12-Week School Yoga Pilot in Sierra Leone Lowers Student Stress
A 12-week PHE-integrated yoga pilot in 12 Sierra Leone secondary schools cut students' perceived stress from 22.8 to 17.6 (n = 180, p < .001).

A mixed-methods pilot of school-based yoga found large short-term drops in student-perceived stress after the practice was folded into Physical Health Education (PHE) classes across 12 secondary schools in Sierra Leone. The study, published March 1, 2026, reported that perceived stress scores fell from a pre-test mean of 22.8 to a post-test mean of 17.6, with statistical significance at p < .001.
The intervention ran for 12 weeks and was explicitly integrated into the PHE curriculum rather than delivered as an extracurricular add-on. A total of 180 adolescents participated in the quantitative arm: 92 males and 88 females, aged 12-18 years, with a mean age of 15.2 years (SD = 1.74). The twelve schools spanned the country, with the report noting that "each sector (government-assisted or private) was equally represented across the six administrative regions of Sierra Leone."
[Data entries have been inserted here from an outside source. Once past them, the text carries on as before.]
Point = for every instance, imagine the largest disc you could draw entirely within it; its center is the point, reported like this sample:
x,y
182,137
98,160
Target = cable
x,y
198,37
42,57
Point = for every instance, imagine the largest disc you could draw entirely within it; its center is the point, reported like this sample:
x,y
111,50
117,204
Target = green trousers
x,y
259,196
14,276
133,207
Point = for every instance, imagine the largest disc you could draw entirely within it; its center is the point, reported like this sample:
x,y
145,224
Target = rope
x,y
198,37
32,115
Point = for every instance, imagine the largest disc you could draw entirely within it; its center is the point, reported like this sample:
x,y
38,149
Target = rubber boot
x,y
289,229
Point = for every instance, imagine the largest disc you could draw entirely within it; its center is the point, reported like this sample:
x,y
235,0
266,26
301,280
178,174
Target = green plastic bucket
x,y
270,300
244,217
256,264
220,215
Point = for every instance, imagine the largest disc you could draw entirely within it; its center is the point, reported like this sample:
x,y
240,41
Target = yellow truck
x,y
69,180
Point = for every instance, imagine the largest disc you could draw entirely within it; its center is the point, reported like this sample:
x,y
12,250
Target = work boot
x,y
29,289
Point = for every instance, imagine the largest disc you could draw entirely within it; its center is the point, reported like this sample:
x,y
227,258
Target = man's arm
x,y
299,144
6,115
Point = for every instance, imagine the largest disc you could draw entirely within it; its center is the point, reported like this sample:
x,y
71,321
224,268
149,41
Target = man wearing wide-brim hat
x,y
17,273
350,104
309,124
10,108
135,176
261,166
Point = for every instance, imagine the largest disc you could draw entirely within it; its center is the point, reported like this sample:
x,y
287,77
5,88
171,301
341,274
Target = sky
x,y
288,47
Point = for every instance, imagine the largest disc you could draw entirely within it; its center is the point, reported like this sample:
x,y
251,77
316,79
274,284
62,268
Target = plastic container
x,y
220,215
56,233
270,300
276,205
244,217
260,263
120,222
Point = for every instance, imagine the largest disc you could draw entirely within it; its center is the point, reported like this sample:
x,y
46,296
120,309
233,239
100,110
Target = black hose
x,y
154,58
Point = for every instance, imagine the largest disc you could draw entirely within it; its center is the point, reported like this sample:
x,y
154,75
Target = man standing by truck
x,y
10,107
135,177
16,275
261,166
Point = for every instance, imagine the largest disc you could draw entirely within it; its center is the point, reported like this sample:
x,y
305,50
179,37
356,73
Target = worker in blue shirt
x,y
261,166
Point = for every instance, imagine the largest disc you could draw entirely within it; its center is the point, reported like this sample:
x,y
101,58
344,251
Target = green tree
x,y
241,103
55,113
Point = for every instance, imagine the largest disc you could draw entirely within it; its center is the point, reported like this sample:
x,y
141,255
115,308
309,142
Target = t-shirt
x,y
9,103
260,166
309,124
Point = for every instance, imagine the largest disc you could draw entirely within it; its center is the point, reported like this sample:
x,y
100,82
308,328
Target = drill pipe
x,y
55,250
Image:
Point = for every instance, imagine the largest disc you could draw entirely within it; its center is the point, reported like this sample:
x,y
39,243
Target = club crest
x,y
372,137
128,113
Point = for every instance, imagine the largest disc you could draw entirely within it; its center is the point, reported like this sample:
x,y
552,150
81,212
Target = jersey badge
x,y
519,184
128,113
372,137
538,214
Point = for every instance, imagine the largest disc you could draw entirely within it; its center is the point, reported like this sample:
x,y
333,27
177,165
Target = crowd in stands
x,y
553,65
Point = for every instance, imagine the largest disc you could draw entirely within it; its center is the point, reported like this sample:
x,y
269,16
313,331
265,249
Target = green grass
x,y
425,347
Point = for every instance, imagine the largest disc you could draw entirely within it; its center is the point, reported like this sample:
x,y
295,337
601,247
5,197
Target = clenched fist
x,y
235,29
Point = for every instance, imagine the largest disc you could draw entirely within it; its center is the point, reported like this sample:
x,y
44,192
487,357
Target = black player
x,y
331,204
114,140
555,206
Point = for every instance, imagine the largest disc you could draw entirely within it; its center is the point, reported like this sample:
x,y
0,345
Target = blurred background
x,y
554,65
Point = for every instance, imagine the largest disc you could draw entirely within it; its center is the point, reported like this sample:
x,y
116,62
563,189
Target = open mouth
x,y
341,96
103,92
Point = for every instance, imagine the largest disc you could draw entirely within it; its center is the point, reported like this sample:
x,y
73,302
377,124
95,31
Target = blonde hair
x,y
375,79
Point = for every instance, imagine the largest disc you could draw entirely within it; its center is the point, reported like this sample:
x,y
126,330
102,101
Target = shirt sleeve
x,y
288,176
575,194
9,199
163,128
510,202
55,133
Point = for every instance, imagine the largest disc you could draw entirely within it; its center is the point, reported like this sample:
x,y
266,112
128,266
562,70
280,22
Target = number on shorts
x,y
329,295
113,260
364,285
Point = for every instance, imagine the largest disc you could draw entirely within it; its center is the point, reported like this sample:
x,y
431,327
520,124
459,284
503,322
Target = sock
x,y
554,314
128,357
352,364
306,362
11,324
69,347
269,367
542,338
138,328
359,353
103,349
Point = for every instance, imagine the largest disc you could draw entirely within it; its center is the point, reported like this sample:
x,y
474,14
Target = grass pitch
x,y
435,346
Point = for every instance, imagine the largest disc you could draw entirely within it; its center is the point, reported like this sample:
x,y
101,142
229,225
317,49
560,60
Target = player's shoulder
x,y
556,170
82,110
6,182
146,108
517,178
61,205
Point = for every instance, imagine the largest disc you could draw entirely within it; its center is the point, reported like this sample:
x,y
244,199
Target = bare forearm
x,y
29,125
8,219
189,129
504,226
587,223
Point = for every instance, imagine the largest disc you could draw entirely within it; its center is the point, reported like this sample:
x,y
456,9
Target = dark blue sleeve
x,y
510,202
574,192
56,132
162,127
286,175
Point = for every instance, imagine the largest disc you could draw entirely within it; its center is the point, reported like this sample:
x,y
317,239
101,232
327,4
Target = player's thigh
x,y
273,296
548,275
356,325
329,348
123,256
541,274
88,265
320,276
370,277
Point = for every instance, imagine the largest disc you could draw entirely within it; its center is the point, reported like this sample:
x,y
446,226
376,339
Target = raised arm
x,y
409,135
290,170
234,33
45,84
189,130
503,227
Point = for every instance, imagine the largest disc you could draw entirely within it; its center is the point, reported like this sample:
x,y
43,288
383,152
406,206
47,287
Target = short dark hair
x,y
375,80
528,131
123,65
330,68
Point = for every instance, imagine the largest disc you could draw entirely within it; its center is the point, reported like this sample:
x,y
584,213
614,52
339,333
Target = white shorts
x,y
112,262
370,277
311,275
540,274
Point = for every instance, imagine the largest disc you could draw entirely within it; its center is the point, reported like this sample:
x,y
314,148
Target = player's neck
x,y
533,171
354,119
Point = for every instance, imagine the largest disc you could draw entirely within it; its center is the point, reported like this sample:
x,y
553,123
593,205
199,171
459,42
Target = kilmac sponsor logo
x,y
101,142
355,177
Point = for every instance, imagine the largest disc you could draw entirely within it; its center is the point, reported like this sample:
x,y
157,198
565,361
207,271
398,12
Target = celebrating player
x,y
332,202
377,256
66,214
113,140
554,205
Methodologically the study combined quantitative pre/post measurement with qualitative evaluation of implementation processes. On the quantitative side, the authors concluded that "the perceived stress scores reduced significantly from pre-test to post-test (M = 22.8 to M = 17.6, p < .001), which endorsed the positive psychological impact of yoga." Those figures formed the headline finding for the 12-week pilot delivered inside regular PHE time.
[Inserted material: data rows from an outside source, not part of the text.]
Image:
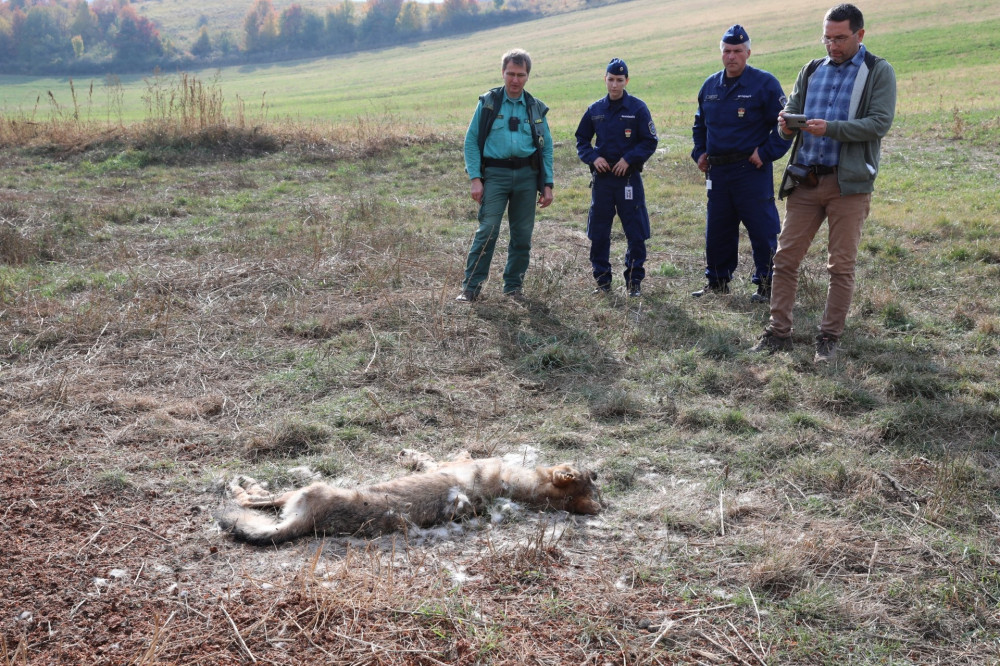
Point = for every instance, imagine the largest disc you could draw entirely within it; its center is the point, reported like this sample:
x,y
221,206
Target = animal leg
x,y
248,493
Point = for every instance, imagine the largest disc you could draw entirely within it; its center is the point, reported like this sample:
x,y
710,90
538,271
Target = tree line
x,y
76,36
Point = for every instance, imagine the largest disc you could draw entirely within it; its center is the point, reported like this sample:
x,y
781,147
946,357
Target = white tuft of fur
x,y
458,501
304,474
525,455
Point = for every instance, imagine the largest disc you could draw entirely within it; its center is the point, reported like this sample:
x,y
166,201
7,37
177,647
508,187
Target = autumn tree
x,y
341,31
411,19
136,39
379,23
202,46
261,27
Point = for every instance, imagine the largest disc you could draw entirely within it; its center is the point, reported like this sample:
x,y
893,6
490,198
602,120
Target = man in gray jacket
x,y
850,105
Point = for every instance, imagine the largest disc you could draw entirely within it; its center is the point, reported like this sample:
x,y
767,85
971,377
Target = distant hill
x,y
182,19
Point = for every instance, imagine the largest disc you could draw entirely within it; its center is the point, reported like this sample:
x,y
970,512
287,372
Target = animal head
x,y
575,490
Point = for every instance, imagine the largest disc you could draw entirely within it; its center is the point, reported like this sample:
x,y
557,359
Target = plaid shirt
x,y
829,98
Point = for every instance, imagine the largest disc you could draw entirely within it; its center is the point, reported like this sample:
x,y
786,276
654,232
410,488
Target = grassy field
x,y
215,289
670,46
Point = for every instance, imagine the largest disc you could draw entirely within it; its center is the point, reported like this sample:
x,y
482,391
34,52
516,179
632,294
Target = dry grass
x,y
175,312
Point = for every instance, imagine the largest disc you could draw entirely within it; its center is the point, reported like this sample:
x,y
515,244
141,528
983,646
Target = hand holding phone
x,y
795,120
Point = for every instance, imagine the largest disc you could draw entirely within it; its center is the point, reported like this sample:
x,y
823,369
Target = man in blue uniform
x,y
626,138
736,139
508,156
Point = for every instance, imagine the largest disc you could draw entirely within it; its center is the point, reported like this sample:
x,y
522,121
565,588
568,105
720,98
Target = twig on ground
x,y
239,639
744,641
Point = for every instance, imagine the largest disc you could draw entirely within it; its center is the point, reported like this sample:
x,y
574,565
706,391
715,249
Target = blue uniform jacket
x,y
741,117
623,129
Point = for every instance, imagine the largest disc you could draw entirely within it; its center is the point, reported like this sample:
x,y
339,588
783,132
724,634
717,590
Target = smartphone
x,y
795,120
The qualitative component was organized around the central aim of evaluating integration into the PHE curriculum and practical feasibility in Sierra Leonean secondary schools. In describing those results the study asserts it "provides robust empirical and contextual evidence advocating for yoga as an effective and feasible stress intervention for adolescents, concurrent with the global literature on school-based mind-body practices." The report framed its findings as both an impact and process evaluation, tracking how yoga-based stress management could be operationalized within school timetables.
The authors also flagged clear limits to their pilot. They recommended readers recognize the "limited duration of the intervention (12 weeks noted as limited)," the study's "reliance on self-reported data," and the "geographical scope of the study" as constraints on generalizing the results. For next steps the report calls for longer follow-up and comparative designs, noting that future studies should explore longitudinal designs to track behaviour and psychosocial outcomes and that comparative designs with control groups "would support causal inference."
These results give curriculum planners and school health advocates a quantifiable short-term outcome to consider: in this 180-student pilot, embedding yoga into PHE coincided with a statistically robust drop in self-reported stress, while authors urge larger, longer, controlled trials to test durability and causality.